W A S H I N G T O N, Sept. 11, 2000 -- Despite attempts to lower child-care costs and expand choices, many children are left alone after school ends and before their parents come home from work.
One in five children ages 6 to 12 are regularly left without adult supervision after school, according to a survey of working parents.
Older children are more likely to spend their after-school hours home alone rather than in day care, activities at school or under the supervision of a relative or baby sitter, researchers at the nonpartisan Urban Institute reported today.

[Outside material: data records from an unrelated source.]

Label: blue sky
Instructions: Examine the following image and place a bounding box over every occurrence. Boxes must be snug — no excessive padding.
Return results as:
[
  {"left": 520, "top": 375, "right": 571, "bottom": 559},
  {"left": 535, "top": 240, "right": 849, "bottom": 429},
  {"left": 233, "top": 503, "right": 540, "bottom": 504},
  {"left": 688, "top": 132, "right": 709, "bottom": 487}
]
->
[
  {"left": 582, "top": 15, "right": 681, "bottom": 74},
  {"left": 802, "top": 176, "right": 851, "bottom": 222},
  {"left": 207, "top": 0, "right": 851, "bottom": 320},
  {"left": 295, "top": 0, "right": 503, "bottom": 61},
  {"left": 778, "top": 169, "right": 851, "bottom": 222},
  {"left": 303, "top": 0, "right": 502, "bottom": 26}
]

Main Barrier Not Necessarily Cost
They also found that more affluent, nonminority workers reported leaving children home alone even if they worked 9-to-5 jobs. That surprised some analysts and parents who believed the main barrier to supervision was cost.
“Self-care among school-age children is clearly a fact of life for millions of working families,” said report co-author Gina Adams, an Urban Institute researcher.
The report, based on a telephone survey of more than 44,000 households in 1997, does not explain why parents make the choices they do.
“I’m sure they are anguishing and struggling and talking to their kids on the phone as frequently as they can, cobbling things together from one day to the next,” said Lois Salisbury, director of Children Now, an Oakland, Calif.-based group that deals with the affect on families of health care, media and tax policies.
Lack of Supervision Called Risky
Researchers, policy-makers and child advocates say the time any child spends unsupervised is filled with risks such as injury, drug use, falling behind in studies.
“Millions of children without care in the hours after school are in harm’s way,” President Clinton said in a statement. He is seeking $1 billion for after-school programs for more than 2 million children.
Salisbury said parents face new challenges in caring for their youngsters.
“Working parents could once count on a neighborhood of caring, watchful adults to fill in the gap,” she said. “Neighborhoods are ghost towns during the day, and that is regardless of economic background.”
Parents surveyed tended to find care for the youngest of children, regardless of income level or work hours; 10 percent of 6- to 9-year-olds were in “self-care,” compared with 35 percent of 10- to 12-year-olds who cared for themselves until their working parents get home.
By contrast, 55 percent of children 9 and younger were sent regularly to supervised care or activities while parents worked; 35 percent of the older children in the study were usually supervised after school.
The survey was conducted by Westat Inc. of Rockville, Md.